「変形性ひざ関節症」をまとめる。 by NHK今日の健康 パート3

公開日:2017/03/01
最終更新日:2017/03/02

過去記事

NHK今日の健康から「変形性膝関節症」をまとめる。パート1

NHK今日の健康から「変形性ひざ関節症」をまとめる。
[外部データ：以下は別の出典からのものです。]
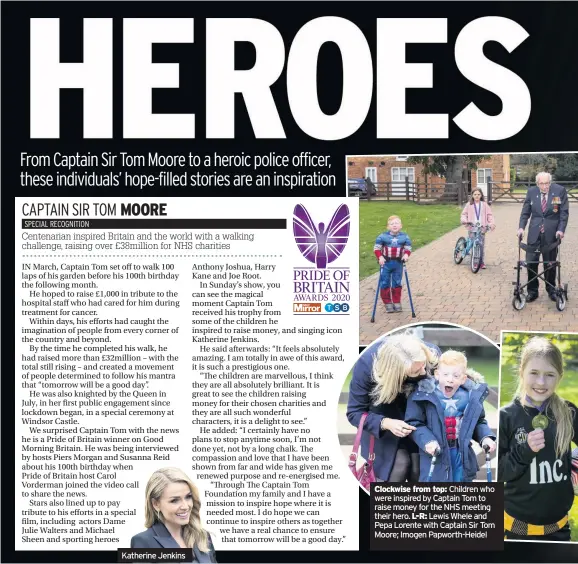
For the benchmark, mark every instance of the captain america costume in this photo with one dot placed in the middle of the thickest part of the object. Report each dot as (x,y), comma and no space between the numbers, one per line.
(392,247)
(454,409)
パート2

変形性膝関節症で使われる治療具・薬について

変形性膝関節症における最初にすべき「治療」とは

運動する事。

これは一貫して変わらないようです。

そしてどうしても痛みが我慢ならないという時は

「薬」

を頼るのも仕方が無いと考えられますが、その前にもう1クッション置いても良いのではないかというお話がありました。

「サポーター装具」

を試すという事です。

運動は薬に近い効果が期待できる上に副作用が無いというメリットがあるので、やはり薬を利用する前に装具によるサポートで運動が可能となるかどうかを確認する事を試すべきだとしています。

代表的な装具

  • サポーター
    • 膝を覆うサポーター
    • ベルトタイプ、金属タイプ等様々。
  • 足底版
    • インソール、中敷きの事。
    • 主に靴の外側が摩耗するO脚の人が使う。

これが代表的な装具です。

これらを活用して運動が可能になるのであれば、ドンドン運動をしましょうという事。

運動を続ければ動ける範囲が広がっていくので好循環に乗りやすいという事ですね。

装具で対処できない痛みの場合は「薬」を活用する。

先に薬についての前提を述べますと

  • 変形性膝関節症への治療効果は無い。
  • 消炎鎮痛効果がある。
  • 副作用がある。
    • 主に「肝」「腎」の二つ。

これを絶対に忘れないようにしてください。

そんな変形性膝関節症に対する薬についてですが

  • 非ステロイド性消炎鎮痛剤(NSAIDs)
  • 解熱鎮痛剤(アセトアミノフェン)
  • 非ステロイド性抗炎症薬(COX-2選択的阻害薬)
  • ヒアルロン酸注射
  • ステロイド薬の関節注入もあり
    • 繰り返しには注意が必要
  • 貼り薬(湿布)
    • 温湿布
    • 冷湿布

湿布を使うにあたっての注意点

一般に市販されている湿布は特に副作用は無いといって良いと思いますが、医療機関で処方される湿布の場合は別です。

同じ湿布でも医療用は薬成分を含んでいるので「副作用」があります。

  • 貼った患部を直射日光に当てると皮膚炎を起こすケース
  • 1日3枚以上貼ると薬成分の血中濃度が高くなり、胃腸~腎機能障害を起こすケース

医療用は指示通りに使用する必要がありますので注意しましょう。

今は新しい薬が登場してきている

今は未認可だそうですが、近い将来に「抗うつ薬」である

セロトニン・ノルアドレナリン再取り込み阻害薬

が変形性ひざ関節症の治療薬として認可される可能性があるそうです。

「抗うつ薬」がどうして「変形性膝関節症」に?

と感じてしまうところなのですが、要は

「痛みの神経伝達を阻害して、痛みを緩和する神経伝達を活発化する」

という事です。

ただし、痛みが無くなっている訳では無いので注意が必要です。

身体は痛みの反応を続けている。それを感じなくしているだけ。

これは物凄く重要なポイントです。

薬によって鎮痛効果が得られると、人はどうしても「動きたく」なります。

中には「薬のお蔭で治った」という感覚に陥る人もいます。

これは「痛み」が治まっただけで、身体の内部では未だに「炎症」反応が起こっています。

そして膝関節に対する負担が軽減されている訳ではありませんので、痛みのブレーキ無しで動くと膝へのダメージがドンドン蓄積されてしまいます。

その結果、痛み止めが切れた途端に痛みが倍返しになる可能性もあるという事です。